11/01/2008 05:12 am ET | Updated May 25, 2011

Last week marked the 48th anniversary of the first Kennedy-Nixon presidential debates. The Kennedy-Nixon debates were historic because they dramatically changed the way Americans chose their president. It helped to create an image on the television screen that was more powerful than whistle stops and shaking hands.

Since 1976, it has become a customary tradition of the American presidential election process. Ironically, Howard K. Smith, who served as the moderator for that initial groundbreaking political event between Kennedy and Nixon, never specifically referred to it as a debate. But that is how we've chosen to define them.

Those of you who have participated on debate teams in high school and or college know that what was presented to us in Oxford Mississippi, between Barack Obama and John McCain last week hardly qualifies as a debate. Nor is there anything about the current presidential format that draws on the memories of Abraham Lincoln and Stephen A. Douglas in 1858.

By our current standards, Obama won the debate over McCain. Why? Because more pundits and polls said so, that's why.

Obama held his own, he was clearly knowledgeable and confident on matters foreign and domestic, but I did not see a definitive victor either way. But Mc Cain's failure to look at his opponent was not only dismissive, it violated a primary rule of debate tactics--or is that a strategy?

Foreign policy was to be McCain's strength, the mere fact that he failed to blow Obama out of the water--a standard that ought to be difficult for any presidential candidate to achieve--meant advantage Obama.

How many times have we seen the bar of low expectations aide the person in question? Using this criterion if Sarah Palin, in her vice presidential debate against Joe Biden, answers the questions posed by moderator Gwen Ifill coherently, without a gaffe, is she the de facto winner?

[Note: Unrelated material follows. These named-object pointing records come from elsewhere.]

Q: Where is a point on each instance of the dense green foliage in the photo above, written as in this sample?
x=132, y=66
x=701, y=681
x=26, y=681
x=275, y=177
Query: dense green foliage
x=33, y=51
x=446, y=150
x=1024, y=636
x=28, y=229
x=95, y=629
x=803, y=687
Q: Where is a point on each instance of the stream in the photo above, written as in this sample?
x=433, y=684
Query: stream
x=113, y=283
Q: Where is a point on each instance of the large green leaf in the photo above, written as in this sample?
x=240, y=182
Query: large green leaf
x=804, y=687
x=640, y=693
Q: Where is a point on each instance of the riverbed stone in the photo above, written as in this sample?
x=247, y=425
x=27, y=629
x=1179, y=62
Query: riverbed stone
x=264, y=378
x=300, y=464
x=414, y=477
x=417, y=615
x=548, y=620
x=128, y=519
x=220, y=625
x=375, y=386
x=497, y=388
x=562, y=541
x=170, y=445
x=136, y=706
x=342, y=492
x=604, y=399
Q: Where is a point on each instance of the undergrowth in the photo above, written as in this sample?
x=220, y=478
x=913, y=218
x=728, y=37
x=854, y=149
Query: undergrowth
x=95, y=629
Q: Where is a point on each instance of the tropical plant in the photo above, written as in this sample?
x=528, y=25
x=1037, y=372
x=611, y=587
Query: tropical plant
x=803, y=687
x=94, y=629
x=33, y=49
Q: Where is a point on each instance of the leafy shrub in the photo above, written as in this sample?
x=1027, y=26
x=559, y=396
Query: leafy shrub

Obviously, if Palin turns in a performance reminiscent of her recent television interviews, there is no way even the staunchest Republican pundits can spin victory in what would be a definite defeat.

Suppose Palin crams well for the exam, does her embarrassing answers in her recent interview with Katie Couric become a thing of the past? The problem for Palin is rote memorization presents a far greater challenge than reading from a teleprompter.

The consensus opinion is that Palin will fall on her face against Biden, which is the chattering class's way of saying she probably has him just where she wants him.

Palin could very well be declared the victor in the vice presidential debate, not for her breadth of knowledge, but simply because Biden talked too long or the split screen catches him failing to give her full eye contact, which would allow spin-doctors to define him as sexist.

We should stop fooling ourselves. These are not debates; they never have been--at least not since 1976. Even the 1960 debate morphed into a quasi- beauty contest. More has been made of Kennedy winning the initial debate because of the way he came across on television and Nixon eschewing makeup than the substantive differences between them. A majority of those who listened on the radio thought Nixon won.

The presidential debates are well-rehearsed job interviews, with the winner of the interview being based on a subjective and sometimes amorphous set of standards. Frankly, I question if job interview accurately describes the current process-- one of our democratic pagan rituals perhaps.

Moreover, there is no real exchange, no one is thinking on their feet; it is a format better suited to offer campaign shibboleths than challenging the other candidate's assumptions in a cogent manner.

Debates, however defined, are part of the presidential process, but how many minds are actually swayed because of them?

This may all seem trivial to a nation where only 25 percent can name more than one of the five freedoms guaranteed by the First Amendment. But more than half can name at least two members of the Simpson cartoon family.